- accueil
- > Eglise et Vocations
- > 1997
- > n°085
- > Dossier
- > Le célibat confisqué
Le célibat confisqué
Le célibat est-il vivable sans un minimum de solitude ? Etre un peu seul est de plus en plus difficile pour les prêtres. N’est-ce pas là, pourtant, que se joue une part irremplaçable de l’intimité avec le Christ ?
C’est le point de vue de Guillaume, séminariste français.
Séminariste
Le célibat confisqué
La baisse sensible du nombre des prêtres dans nos diocèses respectifs commence à se faire durement ressentir pour tout le monde, notamment pour ceux qui demeurent en exercice.
Chez ces derniers, il y a des signes extérieurs de pauvreté qui ne trompent pas : surmenage, fatigue, stress, inquiétude... Nous le savons, cette situation nous oriente, à court terme, vers une recomposition de nos structures ecclésiales et une redéfinition du rôle du prêtre au coeur de la communauté chrétienne.
Ici ou là, on ne se contente pas de régler le départ d’un prêtre de tel ou tel secteur.
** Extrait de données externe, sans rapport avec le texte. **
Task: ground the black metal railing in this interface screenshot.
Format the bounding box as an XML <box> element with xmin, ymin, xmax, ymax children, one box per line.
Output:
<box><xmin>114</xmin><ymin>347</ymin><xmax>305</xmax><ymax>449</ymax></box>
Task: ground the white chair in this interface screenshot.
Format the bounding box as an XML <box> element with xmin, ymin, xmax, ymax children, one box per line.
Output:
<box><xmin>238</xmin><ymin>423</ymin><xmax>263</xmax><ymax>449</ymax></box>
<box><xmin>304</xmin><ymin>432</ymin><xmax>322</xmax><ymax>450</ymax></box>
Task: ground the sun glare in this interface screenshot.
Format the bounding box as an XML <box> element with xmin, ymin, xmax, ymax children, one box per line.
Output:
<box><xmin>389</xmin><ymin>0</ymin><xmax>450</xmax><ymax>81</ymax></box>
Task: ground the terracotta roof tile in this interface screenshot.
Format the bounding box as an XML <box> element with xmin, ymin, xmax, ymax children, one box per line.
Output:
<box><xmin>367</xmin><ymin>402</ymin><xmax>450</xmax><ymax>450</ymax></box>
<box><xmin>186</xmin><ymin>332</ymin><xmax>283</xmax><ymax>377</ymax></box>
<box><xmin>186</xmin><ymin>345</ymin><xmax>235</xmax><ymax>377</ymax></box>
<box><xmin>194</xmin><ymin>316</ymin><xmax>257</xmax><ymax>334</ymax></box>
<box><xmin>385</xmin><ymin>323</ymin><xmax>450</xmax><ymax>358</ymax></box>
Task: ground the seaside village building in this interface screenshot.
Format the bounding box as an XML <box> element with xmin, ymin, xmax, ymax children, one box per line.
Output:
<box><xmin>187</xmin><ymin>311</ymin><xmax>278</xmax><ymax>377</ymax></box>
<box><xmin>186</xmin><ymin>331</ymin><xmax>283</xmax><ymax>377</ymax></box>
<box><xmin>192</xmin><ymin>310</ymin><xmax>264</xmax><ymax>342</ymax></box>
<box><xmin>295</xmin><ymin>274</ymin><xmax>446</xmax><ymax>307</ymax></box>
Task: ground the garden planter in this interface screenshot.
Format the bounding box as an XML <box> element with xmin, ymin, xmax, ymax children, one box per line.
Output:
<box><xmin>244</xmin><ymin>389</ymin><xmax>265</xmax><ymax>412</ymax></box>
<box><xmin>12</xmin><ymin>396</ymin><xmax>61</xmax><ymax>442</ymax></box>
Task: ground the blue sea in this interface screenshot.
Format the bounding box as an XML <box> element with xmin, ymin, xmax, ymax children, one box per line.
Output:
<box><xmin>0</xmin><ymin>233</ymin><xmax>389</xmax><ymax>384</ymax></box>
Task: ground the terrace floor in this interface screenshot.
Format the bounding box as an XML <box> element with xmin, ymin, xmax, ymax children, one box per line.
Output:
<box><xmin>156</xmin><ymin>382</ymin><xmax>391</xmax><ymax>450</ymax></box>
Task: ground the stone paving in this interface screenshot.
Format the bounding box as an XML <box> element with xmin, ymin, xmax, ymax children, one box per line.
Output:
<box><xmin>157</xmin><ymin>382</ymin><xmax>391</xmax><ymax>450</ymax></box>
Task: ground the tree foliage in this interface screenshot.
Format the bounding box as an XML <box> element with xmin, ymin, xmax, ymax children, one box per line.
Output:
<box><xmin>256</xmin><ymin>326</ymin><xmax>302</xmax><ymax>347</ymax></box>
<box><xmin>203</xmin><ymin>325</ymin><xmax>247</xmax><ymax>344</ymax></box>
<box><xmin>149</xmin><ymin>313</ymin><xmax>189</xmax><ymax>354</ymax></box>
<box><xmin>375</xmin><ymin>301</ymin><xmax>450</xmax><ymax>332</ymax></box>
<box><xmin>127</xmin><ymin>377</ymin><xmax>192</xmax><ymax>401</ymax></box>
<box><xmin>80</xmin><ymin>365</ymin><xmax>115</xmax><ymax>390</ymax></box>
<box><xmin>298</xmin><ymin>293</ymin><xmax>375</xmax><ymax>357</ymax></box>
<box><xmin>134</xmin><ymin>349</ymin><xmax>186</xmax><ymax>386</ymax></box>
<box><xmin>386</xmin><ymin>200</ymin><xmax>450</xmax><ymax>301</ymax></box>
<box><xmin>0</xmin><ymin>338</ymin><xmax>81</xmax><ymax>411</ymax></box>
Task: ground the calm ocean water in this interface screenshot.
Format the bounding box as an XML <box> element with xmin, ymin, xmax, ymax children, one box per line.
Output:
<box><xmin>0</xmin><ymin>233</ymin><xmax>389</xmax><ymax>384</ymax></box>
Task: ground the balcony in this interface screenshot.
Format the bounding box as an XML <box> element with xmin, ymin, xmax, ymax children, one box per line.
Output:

Des groupes de réflexion et de proposition, conseils presbytéraux et autres, s’efforcent de répondre sur le fond au défi du changement.
Ces orientations ne doivent cependant pas occulter une autre question essentielle, qui se situe moins sur le plan de "l’agir", mais davantage sur celui de "l’être". Dans les circonstances actuelles, il convient de réévaluer certaines exigences, sous-jacentes à l’être même du prêtre, comme celle du célibat.
Le climat d’occupation, de sollicitation et de tension qui conditionne l’exercice du ministère presbytéral aujourd’hui semble bousculer l’engagement dans le célibat. Des coups de téléphone aux réunions du soir, de l’administration des sacrements à la préparation d’une animation, il n’y aurait plus désormais que quelques centimètres carrés de blanc sur l’agenda noirci, laissant juste entrevoir la détente ou le repos hebdomadaire, pourtant si nécessaires à la saveur et l’authenticité des autres occupations. Ne plus prendre du temps pour soi, c’est risquer de gaspiller celui des autres.
Mais, surtout, le résultat de cette surcharge d’activités chez le prêtre semble être une disparition totale de la solitude. Elle devient inexistante, comme absorbée. Si le prêtre demeure bien célibataire, il n’est plus un homme seul mais toujours accompagné, accaparé, acculé. Le célibat est confisqué. Or, peut-on prétendre vivre l’essence même du célibat consacré sans un minimum de solitude - qui ne se vit pas uniquement dans une prière personnelle, mais aussi dans un repas, une lecture ou un service ? Dans la mesure où elle est volontaire, la solitude est le terreau nourricier où les valeurs du célibat consacré, que peuvent être la chasteté ou la disponibilité, portent leurs fruits à maturité. La solitude sera garante d’une certaine véracité de cette forme d’engagement.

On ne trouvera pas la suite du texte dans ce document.